I have often thought of these words, and wondered whether they would ever come true—whether they were the utterance of a discontented politician, or revealed the foresight of a real statesman.

CHAPTER IX
THE BERLIN CONGRESS AND ITS CONSEQUENCES

I do not propose to write a history of the Berlin Congress. First it would be painful; then again, to a certain degree, it has lost its interest. But I will say a few words as to some of the plenipotentiaries to whom was entrusted the task of drawing out the famous Treaty, which is certainly discussed to the present day, yet is no more understood than at the time of its conclusion.

Russia was represented at this celebrated assembly by Prince Gortschakov, Count Schouvaloff, and M. Oubril, at that time Russian Ambassador at the Court of Berlin. To tell the truth, it was the second of these gentlemen, together with some officials from our Foreign Office, such as M. de Jomini and Baron Hamburger, who did all the work. M. Oubril was a mute personage, whose rôle was entirely passive; while, on the other hand, Prince Gortschakov, who believed himself to be the leading light of the Congress, only hindered others from coming to a practical solution of the many difficulties that rendered the situation so strained. Had he not been there, it is probable that Russia would have obtained better conditions than those that were imposed upon her, and certainly she could have made more out of the Convention which Count Schouvaloff had concluded with the Cabinet of St. James’s before his departure from London to attend the Congress.

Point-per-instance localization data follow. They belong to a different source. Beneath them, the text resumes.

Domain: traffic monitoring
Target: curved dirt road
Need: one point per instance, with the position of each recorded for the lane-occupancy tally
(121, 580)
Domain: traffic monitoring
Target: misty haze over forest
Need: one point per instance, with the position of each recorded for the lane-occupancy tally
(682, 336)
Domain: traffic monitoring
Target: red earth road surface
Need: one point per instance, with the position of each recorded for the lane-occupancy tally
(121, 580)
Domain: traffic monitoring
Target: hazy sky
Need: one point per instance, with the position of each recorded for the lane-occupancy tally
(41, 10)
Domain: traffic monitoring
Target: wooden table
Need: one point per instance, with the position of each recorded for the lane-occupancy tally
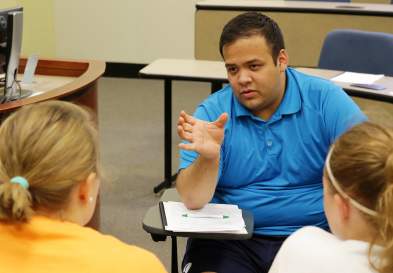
(70, 80)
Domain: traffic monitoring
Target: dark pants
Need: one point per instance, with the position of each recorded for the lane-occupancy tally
(229, 256)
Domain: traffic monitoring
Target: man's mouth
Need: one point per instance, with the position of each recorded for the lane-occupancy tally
(248, 93)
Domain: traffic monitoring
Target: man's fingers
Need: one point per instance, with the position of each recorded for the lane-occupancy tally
(183, 134)
(187, 146)
(222, 119)
(187, 118)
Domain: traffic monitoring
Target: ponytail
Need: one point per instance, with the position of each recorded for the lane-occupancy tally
(385, 208)
(15, 202)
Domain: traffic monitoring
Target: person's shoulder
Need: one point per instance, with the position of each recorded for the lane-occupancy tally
(310, 236)
(113, 251)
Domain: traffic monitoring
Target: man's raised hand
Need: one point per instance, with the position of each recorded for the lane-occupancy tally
(204, 137)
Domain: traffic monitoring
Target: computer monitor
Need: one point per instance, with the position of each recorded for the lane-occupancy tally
(11, 28)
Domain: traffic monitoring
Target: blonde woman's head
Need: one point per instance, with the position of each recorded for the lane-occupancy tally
(359, 168)
(52, 145)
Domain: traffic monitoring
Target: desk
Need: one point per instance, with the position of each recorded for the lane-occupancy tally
(153, 225)
(304, 24)
(215, 72)
(186, 70)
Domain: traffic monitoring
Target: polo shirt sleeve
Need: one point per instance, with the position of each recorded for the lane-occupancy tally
(340, 113)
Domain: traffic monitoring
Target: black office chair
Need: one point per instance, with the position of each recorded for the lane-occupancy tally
(358, 51)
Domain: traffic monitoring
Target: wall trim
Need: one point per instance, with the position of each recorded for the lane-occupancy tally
(123, 70)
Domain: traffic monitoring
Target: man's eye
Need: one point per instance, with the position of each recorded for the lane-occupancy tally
(255, 66)
(231, 70)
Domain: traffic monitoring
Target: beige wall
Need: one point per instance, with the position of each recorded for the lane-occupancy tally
(124, 30)
(134, 31)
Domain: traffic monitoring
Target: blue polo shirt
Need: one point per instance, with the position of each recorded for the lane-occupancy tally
(274, 167)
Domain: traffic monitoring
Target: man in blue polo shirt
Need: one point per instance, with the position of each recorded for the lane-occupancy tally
(259, 142)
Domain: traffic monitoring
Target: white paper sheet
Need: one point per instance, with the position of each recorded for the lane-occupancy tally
(353, 77)
(177, 221)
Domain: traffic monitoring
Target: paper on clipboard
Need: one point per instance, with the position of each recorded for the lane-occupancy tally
(361, 78)
(208, 219)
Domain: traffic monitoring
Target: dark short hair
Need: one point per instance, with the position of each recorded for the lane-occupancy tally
(253, 23)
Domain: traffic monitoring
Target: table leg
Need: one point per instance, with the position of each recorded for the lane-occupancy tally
(174, 265)
(167, 183)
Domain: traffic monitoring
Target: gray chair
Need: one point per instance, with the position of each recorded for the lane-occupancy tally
(358, 51)
(324, 0)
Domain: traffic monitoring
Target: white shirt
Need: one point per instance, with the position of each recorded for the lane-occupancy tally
(311, 250)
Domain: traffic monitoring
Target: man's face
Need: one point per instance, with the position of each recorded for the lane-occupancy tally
(256, 81)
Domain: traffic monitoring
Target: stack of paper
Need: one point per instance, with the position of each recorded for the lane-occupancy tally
(219, 218)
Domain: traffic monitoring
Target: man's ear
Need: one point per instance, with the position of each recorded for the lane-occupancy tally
(344, 208)
(282, 60)
(87, 187)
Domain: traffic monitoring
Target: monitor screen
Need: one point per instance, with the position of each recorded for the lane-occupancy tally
(11, 25)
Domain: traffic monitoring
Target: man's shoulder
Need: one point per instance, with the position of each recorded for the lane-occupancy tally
(220, 101)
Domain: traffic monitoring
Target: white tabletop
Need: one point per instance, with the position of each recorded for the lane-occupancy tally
(185, 69)
(304, 5)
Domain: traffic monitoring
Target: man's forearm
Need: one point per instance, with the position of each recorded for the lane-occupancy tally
(197, 183)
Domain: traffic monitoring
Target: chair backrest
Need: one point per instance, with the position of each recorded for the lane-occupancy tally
(358, 51)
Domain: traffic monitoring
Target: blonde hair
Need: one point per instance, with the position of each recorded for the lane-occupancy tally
(361, 161)
(53, 146)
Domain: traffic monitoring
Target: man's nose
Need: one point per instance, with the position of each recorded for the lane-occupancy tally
(244, 76)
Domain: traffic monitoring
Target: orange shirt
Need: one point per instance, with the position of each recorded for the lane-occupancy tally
(50, 246)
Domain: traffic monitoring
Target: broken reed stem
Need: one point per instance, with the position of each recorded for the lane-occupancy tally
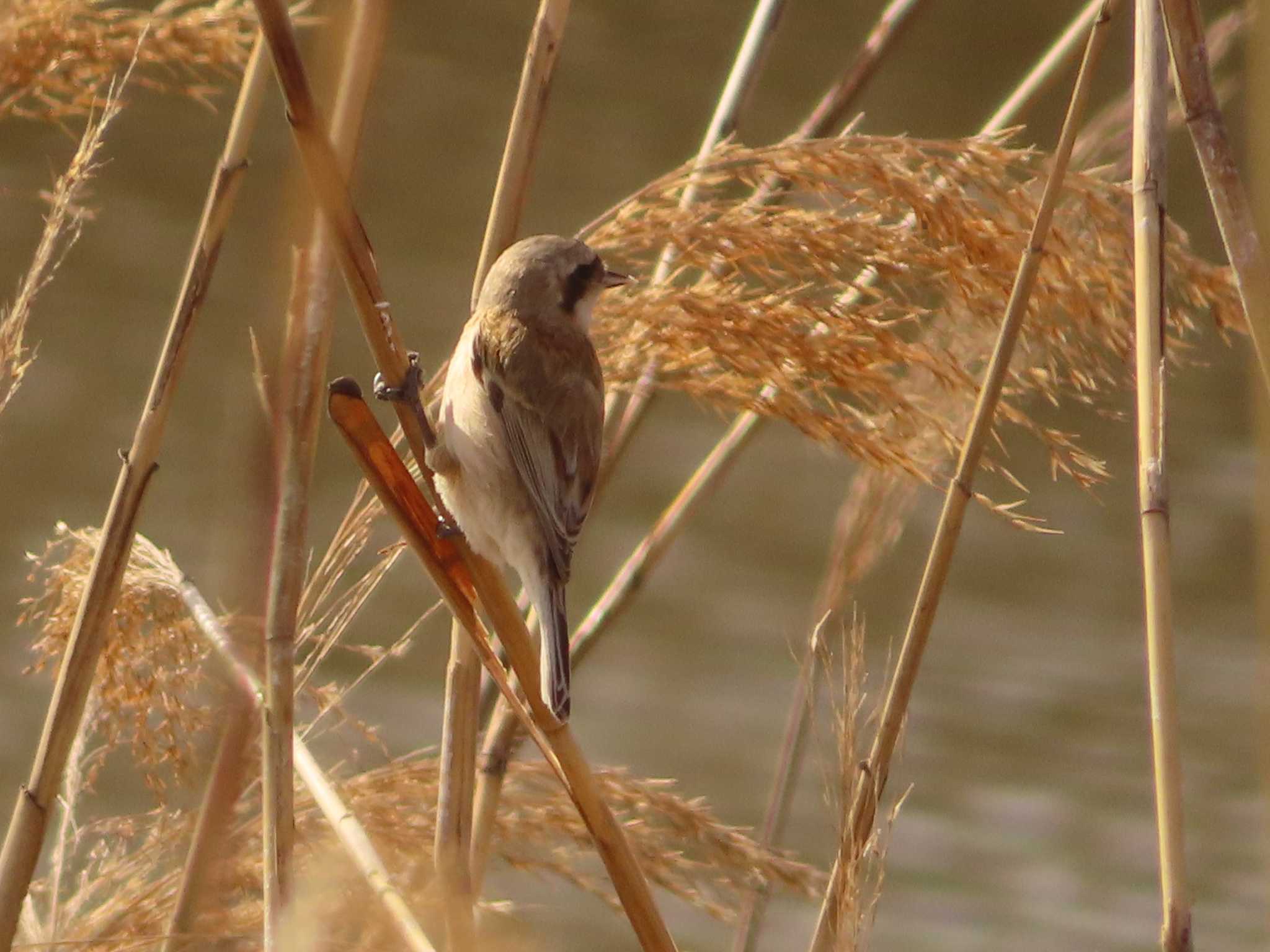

It is to be questioned, indeed, what could have been done to satisfy the inordinate vanity of the Russian Chancellor, had not Baron Jomini been there to smooth matters with his unfailing tact. Very few people in Russia realise what the country owes to Baron Jomini, to his capacity for work, his conscientious way of looking at facts, the clearness of his mind, which allowed him always to marshal things in their right order, to view them with common sense—the quality which our diplomacy most lacks—and his perfect knowledge of diplomatic traditions, as well as the character of his immediate chiefs. He also was the most perfect French scholar in the department of Foreign Affairs, and, indeed, of all the plenipotentiaries assembled in Berlin, with the exception, perhaps, of Lord Odo Russell; and this advantage allowed him to give certain turns to certain phrases which made them sound less offensive to the parties concerned than would otherwise have been the case.

Baron Hamburger was a very different type from Baron Jomini. He was supposed to be a great favourite with Prince Gortschakov, and had a rather indifferent reputation. But he, too, was a good worker and, moreover, a modest man, who never put himself forward on any occasion, but was, nevertheless, suspected of sometimes pouring oil on a fire which perhaps would have gone out of itself had it not been for his intervention.

The chief attention of the Congress was concentrated upon the English plenipotentiaries and upon Count Andrassy, the Austrian Minister for Foreign Affairs. The latter was supposed to rank among Russia’s principal foes, owing to his position as a Hungarian noble, and the part he had taken in the rebellion of 1848, which had only been subdued by the intervention of the Emperor Nicholas and Russian troops.